Update 6.20.2019: We last saw this bike in March of 2018 and bidding ended just shy of $10k. It’s back on eBay with a buy-it-now of $17,875. Links updated. -dc
Ducati has come a long way in terms of service costs and reliability. The four-valve Bologna twins have always offered good power and a bulging midrange, sure. But you really had to pay for it in the era of the 916. These days, 15,000 mile intervals between major services help keep costs down and the bikes on the road instead of in the shop but, back in the late 1990s, if you wanted a sports v-twin you could ride every weekend, you were probably looking at something like the Suzuki TL1000R. The duck-billed styling may not have appealed to everyone, the bike was a bit porky, and handling was a bit variable, owing to the rotary damper, but the engine was powerful, flexible, and made the right thumpy big-twin noises with a set of aftermarket cans fitted. That fact wasn’t lost on Bimota when they went looking to build the SB8R their own v-twin superbike, although I’d bet it was more likely that Ducati wasn’t interested in selling them any 4V twins, since I doubt Bimota was really worried much about reliability and cost…
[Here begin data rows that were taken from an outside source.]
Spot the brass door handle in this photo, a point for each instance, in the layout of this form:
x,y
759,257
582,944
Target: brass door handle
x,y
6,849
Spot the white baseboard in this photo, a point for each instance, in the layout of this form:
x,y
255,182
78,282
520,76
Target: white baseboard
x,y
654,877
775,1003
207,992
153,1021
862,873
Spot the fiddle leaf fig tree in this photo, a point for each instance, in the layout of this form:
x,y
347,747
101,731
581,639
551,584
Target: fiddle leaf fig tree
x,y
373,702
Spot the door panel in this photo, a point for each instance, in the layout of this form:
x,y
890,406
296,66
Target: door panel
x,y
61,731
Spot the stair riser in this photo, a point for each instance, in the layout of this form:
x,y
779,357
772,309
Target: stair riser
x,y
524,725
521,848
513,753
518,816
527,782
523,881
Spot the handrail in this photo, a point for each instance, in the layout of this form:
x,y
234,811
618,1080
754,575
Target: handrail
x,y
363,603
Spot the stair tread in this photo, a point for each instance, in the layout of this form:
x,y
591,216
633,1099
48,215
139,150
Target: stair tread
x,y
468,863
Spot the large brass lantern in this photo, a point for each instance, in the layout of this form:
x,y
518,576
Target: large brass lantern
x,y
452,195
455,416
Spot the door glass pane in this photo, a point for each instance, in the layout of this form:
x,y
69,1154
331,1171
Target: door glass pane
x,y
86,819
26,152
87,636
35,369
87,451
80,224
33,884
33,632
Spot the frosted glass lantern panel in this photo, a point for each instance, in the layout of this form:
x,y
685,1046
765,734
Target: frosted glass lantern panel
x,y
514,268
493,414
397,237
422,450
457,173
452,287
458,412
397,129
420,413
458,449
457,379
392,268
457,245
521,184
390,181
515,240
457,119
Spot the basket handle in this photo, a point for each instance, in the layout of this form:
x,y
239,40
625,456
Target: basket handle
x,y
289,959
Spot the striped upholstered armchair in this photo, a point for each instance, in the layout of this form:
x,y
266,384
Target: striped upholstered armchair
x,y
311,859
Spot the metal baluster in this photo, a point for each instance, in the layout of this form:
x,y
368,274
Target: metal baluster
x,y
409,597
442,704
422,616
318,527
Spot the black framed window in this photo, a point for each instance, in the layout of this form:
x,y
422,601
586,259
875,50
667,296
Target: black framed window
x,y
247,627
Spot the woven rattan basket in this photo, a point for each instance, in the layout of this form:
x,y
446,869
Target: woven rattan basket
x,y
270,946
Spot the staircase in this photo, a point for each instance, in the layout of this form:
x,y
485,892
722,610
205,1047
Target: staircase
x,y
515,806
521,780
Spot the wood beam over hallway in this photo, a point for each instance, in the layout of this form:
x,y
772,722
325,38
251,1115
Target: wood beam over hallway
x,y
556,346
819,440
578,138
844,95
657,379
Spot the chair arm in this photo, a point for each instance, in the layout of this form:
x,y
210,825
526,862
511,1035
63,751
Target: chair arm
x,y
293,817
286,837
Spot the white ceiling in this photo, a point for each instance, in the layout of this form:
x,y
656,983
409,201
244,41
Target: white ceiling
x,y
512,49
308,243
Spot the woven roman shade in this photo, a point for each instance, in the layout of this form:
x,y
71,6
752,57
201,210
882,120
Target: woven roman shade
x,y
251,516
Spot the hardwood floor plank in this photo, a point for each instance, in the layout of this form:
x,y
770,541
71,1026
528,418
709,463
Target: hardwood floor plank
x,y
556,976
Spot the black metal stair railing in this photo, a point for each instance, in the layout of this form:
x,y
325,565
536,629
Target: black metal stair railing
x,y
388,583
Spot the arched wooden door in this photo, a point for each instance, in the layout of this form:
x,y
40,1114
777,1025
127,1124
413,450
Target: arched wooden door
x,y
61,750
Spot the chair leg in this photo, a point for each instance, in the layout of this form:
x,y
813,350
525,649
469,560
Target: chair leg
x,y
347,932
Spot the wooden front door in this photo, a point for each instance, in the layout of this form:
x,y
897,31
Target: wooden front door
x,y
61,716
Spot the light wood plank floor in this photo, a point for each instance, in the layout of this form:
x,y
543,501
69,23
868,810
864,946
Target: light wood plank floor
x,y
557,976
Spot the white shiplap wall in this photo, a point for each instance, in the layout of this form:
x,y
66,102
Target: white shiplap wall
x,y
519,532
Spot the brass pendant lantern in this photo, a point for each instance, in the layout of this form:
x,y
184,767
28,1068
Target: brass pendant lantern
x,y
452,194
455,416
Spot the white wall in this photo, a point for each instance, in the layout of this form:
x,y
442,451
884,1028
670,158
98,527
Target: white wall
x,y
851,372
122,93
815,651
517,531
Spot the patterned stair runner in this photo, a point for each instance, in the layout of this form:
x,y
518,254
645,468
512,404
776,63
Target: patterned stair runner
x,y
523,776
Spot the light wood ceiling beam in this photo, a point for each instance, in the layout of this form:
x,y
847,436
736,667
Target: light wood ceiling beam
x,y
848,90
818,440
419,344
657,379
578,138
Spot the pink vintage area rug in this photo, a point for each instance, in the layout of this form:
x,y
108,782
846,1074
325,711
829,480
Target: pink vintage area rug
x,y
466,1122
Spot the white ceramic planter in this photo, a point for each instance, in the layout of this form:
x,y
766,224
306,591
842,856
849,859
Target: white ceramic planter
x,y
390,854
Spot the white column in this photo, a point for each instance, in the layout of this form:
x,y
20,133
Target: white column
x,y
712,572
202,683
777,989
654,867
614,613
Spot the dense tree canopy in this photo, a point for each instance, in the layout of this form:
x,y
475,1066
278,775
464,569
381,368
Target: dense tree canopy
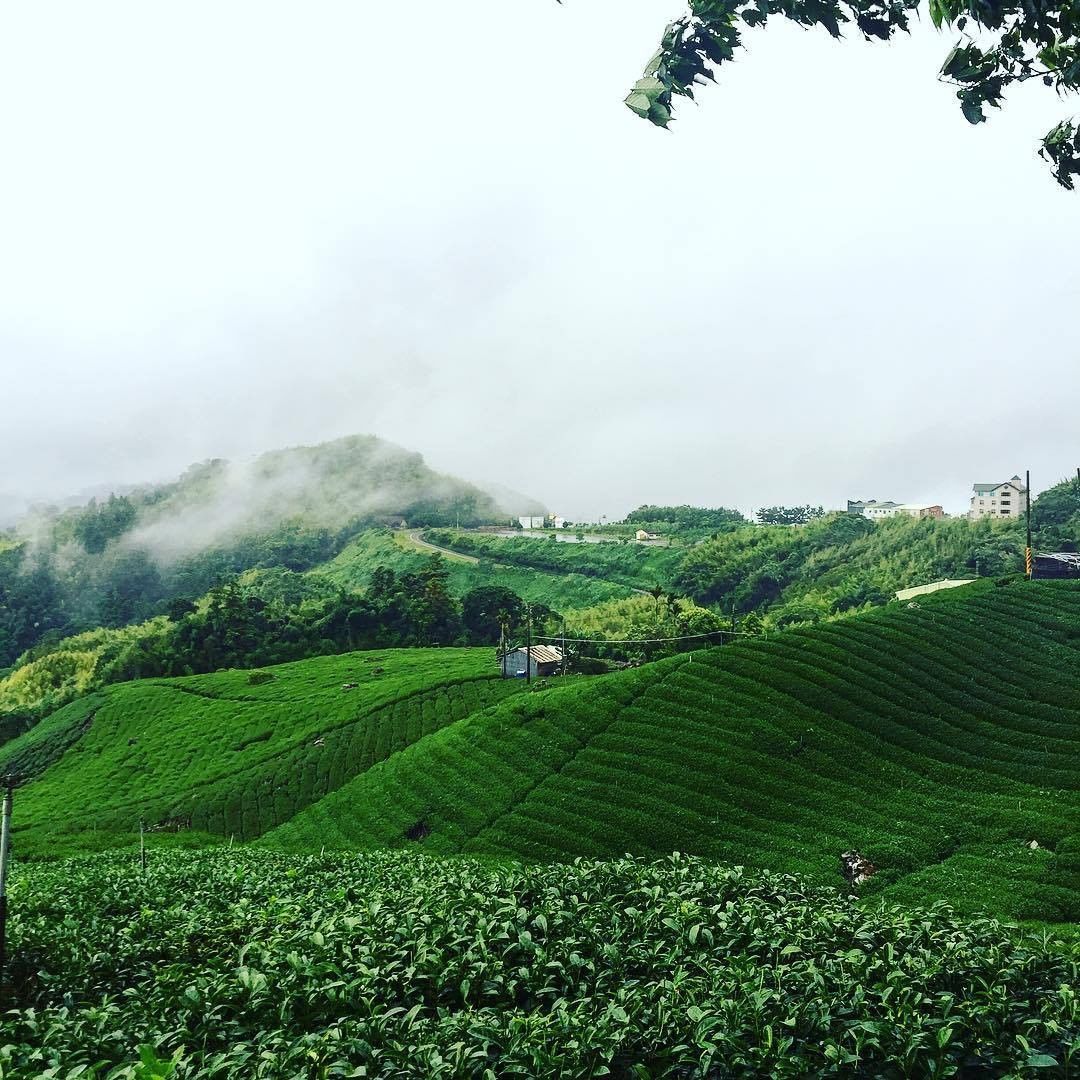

Of course, for a while there, it seemed like the liquid-cooled, four valve, 996cc Suzuki v-twin was the small-block Chevy of the era, since it was used by Suzuki, Cagiva, and Bimota, and probably even a few others I’ve forgotten, and got stuffed into everything from sportbikes to roadsters to sport-touring bikes. Backed by a six-speed gearbox, the 138hp engine was plenty powerful and very reliable, especially compared to the charismatic, but sometimes temperamental Ducati unit. The biggest issues with the TL1000S and TL1000R were their slight weight problem and the packaging problem “solved” by an innovative but underdeveloped rotary rear damper that had a tendency to overheat and stop damping, leading to the lethal reputation of the earlier TL-S.
Bimota solved both problems. Reducing weight was pretty simple, since that’s always been Bimota’s thing anyway. It helped that the rear subframe didn’t need to be engineered with a passenger in mind, and the bike was otherwise liberally sprinkled with lightweight materials. Of course, their other thing has always been frames, and this one is deserving of the Bimota name: it’s an exotic composite unit, assembled from aluminum beam and carbon fiber elements for maximum strength and minimum weight. That new frame allowed a traditional shock to sit alongside the engine, like a Panigale, and solved the packaging issues. Styling is… different. One of the trademarks of a sports v-twin is the overall narrowness of the package, a result of having only two pistons. Sure, one of them is usually thrashing away at 4,000 feet-per-minute, pointed at your crotch, but that’s a small price to pay for for torque, aerodynamics, and character. But somehow the SB8R is positively bulbous, although it does make much better use of the original Suzuki headlamp. It’s a good-looking bike, but those intake tubes that snake over the tank from their inlets at the top edge of the fairing completely block your view of the controls, so new riders may fumble around a bit and errantly honk, cancel turn-signals, or shut the bike off until they memorize their location.
From the original eBay listing: 2000 Bimota SB8R for Sale
Limited-production track ready motorcycle. #3 of around 150 produced total. Aluminum & carbon fiber frame. 1,000cc engine producing 135hp and 5 speed manual transmission. 3,245 miles shown, but the title is mileage exempt
“1,000cc engine producing 135hp and 5 speed manual transmission. Revs kinda high on the freeway, but it’s Italian!” Obviously, this is a dealer reselling the bike, but you think they could at least get the basics right… Anyway, aside from the fact that we’re apparently missing a gear in the gearbox, it’s mostly what you’d expect from a 3,245 mile bike, and includes a set of Arrow carbon cans, along with a few anodized accessories of dubious taste. The broken turn signals are a bit of a concern, since they appear mismatched, are non-standard, and could easily have been repaired before posting the bike up. It’s a minor issue, but it suggests that maybe this bike isn’t quite as carefully preserved as it appears. Bidding is up just north of $7,000 with another day left on the auction. Mid to late 90s Bimotas are currently at a low ebb in terms of value, so if you aren’t afraid to buy a bike that might need a bit of attention to turn it into something that really performs as it should have straight from the factory, or if you’re just looking for some very cool garage jewelry on the the [relatively] cheap, now is the time to buy.